The GOP initially estimated that their plan would be between $600 billion and $800 billion. Still, said Sen. Roger Wicker, R-Miss., the ranking Republican on the Senate Committee on Commerce, Science and Transportation, which has jurisdiction over rail and safety, “this is a big proposal.”

He called the $568 billion figure “a very, very generous offer in dealing with infrastructure.”

The plan does not offer specifics on how it would be paid for but lists key principles: avoiding increasing the debt, shoring up any infrastructure-related trust fund such as the Highway Trust Fund, ensuring that users of electric vehicles are also paying for highways, and repurposing unused federal spending. The plan rejects the reversal of any of the 2017 tax cuts (PL 115-97). Biden proposes paying for his plan primarily through corporate tax increases.

The GOP group also included Sen. John Barrasso, R-Wyo., the ranking Republican on the Senate Energy and Natural Resources Committee; Sen. Patrick J. Toomey, the ranking Republican on the Senate Committee on Banking, Housing and Urban Affairs, which has jurisdiction over transit; and Sen. Michael D. Crapo, the ranking Republican on the Senate Finance Committee, which has jurisdiction over paying for the bill.

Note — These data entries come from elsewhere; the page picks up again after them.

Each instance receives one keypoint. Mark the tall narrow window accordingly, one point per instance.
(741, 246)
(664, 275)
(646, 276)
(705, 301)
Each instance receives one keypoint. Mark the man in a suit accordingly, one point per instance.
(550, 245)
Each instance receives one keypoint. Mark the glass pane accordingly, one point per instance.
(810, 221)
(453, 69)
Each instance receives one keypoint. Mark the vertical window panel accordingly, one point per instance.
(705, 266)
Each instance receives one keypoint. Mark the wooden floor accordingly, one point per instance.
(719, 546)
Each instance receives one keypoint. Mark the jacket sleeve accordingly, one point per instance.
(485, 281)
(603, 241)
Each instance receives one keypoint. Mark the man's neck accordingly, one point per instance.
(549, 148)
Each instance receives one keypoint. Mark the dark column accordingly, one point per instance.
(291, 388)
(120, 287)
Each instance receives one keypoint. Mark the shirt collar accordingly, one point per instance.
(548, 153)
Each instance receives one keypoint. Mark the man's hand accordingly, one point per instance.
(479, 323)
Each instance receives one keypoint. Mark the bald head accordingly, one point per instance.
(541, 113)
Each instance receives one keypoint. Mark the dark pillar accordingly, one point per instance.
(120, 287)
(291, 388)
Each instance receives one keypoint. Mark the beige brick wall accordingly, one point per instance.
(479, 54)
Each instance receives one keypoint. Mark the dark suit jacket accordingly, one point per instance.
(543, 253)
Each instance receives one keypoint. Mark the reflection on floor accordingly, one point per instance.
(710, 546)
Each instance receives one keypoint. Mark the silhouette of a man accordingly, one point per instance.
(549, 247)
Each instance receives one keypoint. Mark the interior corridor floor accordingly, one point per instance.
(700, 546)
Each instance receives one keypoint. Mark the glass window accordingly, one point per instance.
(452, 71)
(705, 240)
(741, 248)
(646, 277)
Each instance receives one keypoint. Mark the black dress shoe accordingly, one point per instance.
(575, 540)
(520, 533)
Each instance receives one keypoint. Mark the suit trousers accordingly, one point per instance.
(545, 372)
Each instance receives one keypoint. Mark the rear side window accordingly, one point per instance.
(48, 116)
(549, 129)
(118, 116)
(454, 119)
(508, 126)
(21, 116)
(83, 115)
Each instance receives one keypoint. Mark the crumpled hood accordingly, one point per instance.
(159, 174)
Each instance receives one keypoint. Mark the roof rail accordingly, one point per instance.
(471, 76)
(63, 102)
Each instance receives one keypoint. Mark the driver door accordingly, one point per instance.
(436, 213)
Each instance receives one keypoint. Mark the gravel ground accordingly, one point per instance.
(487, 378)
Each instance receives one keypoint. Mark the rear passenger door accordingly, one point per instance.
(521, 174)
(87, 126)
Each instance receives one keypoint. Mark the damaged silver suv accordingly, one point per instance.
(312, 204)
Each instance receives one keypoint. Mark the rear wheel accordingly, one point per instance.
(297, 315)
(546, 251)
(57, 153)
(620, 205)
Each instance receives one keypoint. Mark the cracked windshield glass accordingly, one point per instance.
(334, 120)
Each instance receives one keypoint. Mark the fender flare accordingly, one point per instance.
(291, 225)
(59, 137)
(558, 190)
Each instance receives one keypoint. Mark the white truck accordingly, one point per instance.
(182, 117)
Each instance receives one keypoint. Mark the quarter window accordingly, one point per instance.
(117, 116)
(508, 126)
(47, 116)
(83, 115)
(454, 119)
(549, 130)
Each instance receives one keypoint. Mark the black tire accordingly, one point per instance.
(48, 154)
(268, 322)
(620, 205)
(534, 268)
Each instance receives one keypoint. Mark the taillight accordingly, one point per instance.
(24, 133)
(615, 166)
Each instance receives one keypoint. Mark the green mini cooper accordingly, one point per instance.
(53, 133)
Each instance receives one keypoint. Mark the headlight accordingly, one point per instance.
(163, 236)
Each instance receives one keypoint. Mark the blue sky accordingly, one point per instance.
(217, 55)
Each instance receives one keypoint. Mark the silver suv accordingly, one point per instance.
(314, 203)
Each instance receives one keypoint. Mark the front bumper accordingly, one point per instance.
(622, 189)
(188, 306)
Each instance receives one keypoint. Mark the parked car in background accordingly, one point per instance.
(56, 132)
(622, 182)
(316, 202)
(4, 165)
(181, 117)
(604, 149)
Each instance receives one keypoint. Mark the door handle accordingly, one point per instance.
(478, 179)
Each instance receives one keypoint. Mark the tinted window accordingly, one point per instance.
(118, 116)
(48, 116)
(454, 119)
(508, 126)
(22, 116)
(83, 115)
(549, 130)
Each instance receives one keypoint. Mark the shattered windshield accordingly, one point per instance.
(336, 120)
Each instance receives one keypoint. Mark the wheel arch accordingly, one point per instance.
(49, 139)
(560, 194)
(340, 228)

Capito told reporters after the press conference that the Highway Trust Fund would be “the anchor” for highway funding, but would include charges for highway users who do not pay into the gas tax-funded trust fund, such as electric vehicles.

“We need to let the Finance Committee do their work here,” she said.

Ed Mortimer, vice president of transportation and infrastructure at the U.S. Chamber of Commerce, called it promising that Republicans were coming to the table at all.

“It shows Republicans are interested in figuring out a solution,” he said. “I don’t think the Biden proposal as introduced is going to get enacted into law and probably not the Capito proposal. But it shows a good faith effort to continue good, bipartisan conversations.”

The GOP proposal did not have a specific line item for electric vehicles, which would receive $174 billion in Biden’s plan, but Capito dismissed the notion that it would not be addressed in the final version of the bill.

“We fully expect that when we get to the negotiating phase that climate will be a part of the discussion,” she said, noting a GOP-led highway bill that passed the Environment and Public Works Committee in 2019 included provisions for charging infrastructure and electric vehicle innovation.

“In terms of EVs, I don’t think you can say they’re not a part of this plan,” she said.

She characterized the plan as a starting point for negotiations and said she rolled out the counteroffer early in part because the White House urged Republicans to get their ideas on the table.

“We want to have this sooner than later — that’s why I went ahead and insisted that we go ahead and put something out that our members can talk about,” Capito said. “Because if we don’t put any ideas on the table, shame on us.”